This tutorial shows 4 different methods to select features:

  • Variable Inflation Factors (VIF)
  • SelectKBest
  • Recursive Feature Elimination (RFE)
  • Recursive Feature Elimination CV (RFECV)

Import Libraries

In [1]:
import numpy as np
import pandas as pd
import shap
import matplotlib.pyplot as plt
plt.style.use('fivethirtyeight')

from sklearn.datasets import load_boston

# Data Preprocessing
from sklearn.model_selection import train_test_split
from sklearn.preprocessing import StandardScaler
from sklearn.pipeline import Pipeline

# Model Building
from sklearn.linear_model import LinearRegression, Lasso, Ridge, ElasticNet

# Evaluation
from sklearn.metrics import mean_squared_error

Load Data

In [2]:
boston_data = load_boston()

X = boston_data.data
y = boston_data.target

# Subsume into a dataframe
boston = pd.DataFrame(boston_data.data, columns=boston_data.feature_names)

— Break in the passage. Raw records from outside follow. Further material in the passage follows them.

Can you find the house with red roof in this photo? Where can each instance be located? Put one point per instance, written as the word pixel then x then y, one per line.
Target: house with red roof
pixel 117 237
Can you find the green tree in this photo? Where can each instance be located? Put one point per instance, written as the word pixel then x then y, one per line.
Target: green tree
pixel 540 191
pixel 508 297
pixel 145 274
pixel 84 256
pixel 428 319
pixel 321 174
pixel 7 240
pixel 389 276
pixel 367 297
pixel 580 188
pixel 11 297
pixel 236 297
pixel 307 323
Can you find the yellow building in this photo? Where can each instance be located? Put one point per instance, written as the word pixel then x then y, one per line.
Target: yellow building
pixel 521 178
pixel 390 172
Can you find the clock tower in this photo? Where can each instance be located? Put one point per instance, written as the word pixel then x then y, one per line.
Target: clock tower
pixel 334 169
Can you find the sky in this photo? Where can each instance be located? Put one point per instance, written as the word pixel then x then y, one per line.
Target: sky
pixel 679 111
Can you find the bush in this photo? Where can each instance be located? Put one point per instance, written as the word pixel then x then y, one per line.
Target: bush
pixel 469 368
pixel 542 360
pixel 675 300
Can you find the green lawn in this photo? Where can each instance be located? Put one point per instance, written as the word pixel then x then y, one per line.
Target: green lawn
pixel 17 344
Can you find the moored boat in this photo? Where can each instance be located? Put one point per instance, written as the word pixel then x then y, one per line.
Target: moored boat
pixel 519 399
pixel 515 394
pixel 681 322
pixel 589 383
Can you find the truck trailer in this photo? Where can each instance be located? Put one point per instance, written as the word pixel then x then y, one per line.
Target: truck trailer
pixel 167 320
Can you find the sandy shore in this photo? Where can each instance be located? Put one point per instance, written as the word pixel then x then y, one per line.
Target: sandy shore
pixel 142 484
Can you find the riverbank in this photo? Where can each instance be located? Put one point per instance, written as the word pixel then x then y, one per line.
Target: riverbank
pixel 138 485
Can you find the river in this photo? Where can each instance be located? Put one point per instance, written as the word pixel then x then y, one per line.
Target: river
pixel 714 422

# Add target to the dataframe
boston['MEDV'] = boston_data.target
In [3]:
boston.head()
Out[3]:
CRIM ZN INDUS CHAS NOX RM AGE DIS RAD TAX PTRATIO B LSTAT MEDV
0 0.00632 18.0 2.31 0.0 0.538 6.575 65.2 4.0900 1.0 296.0 15.3 396.90 4.98 24.0
1 0.02731 0.0 7.07 0.0 0.469 6.421 78.9 4.9671 2.0 242.0 17.8 396.90 9.14 21.6
2 0.02729 0.0 7.07 0.0 0.469 7.185 61.1 4.9671 2.0 242.0 17.8 392.83 4.03 34.7
3 0.03237 0.0 2.18 0.0 0.458 6.998 45.8 6.0622 3.0 222.0 18.7 394.63 2.94 33.4
4 0.06905 0.0 2.18 0.0 0.458 7.147 54.2 6.0622 3.0 222.0 18.7 396.90 5.33 36.2

Train Test Split

In [4]:
X_train, X_test, y_train, y_test = train_test_split(X, y, test_size=0.2, random_state=0)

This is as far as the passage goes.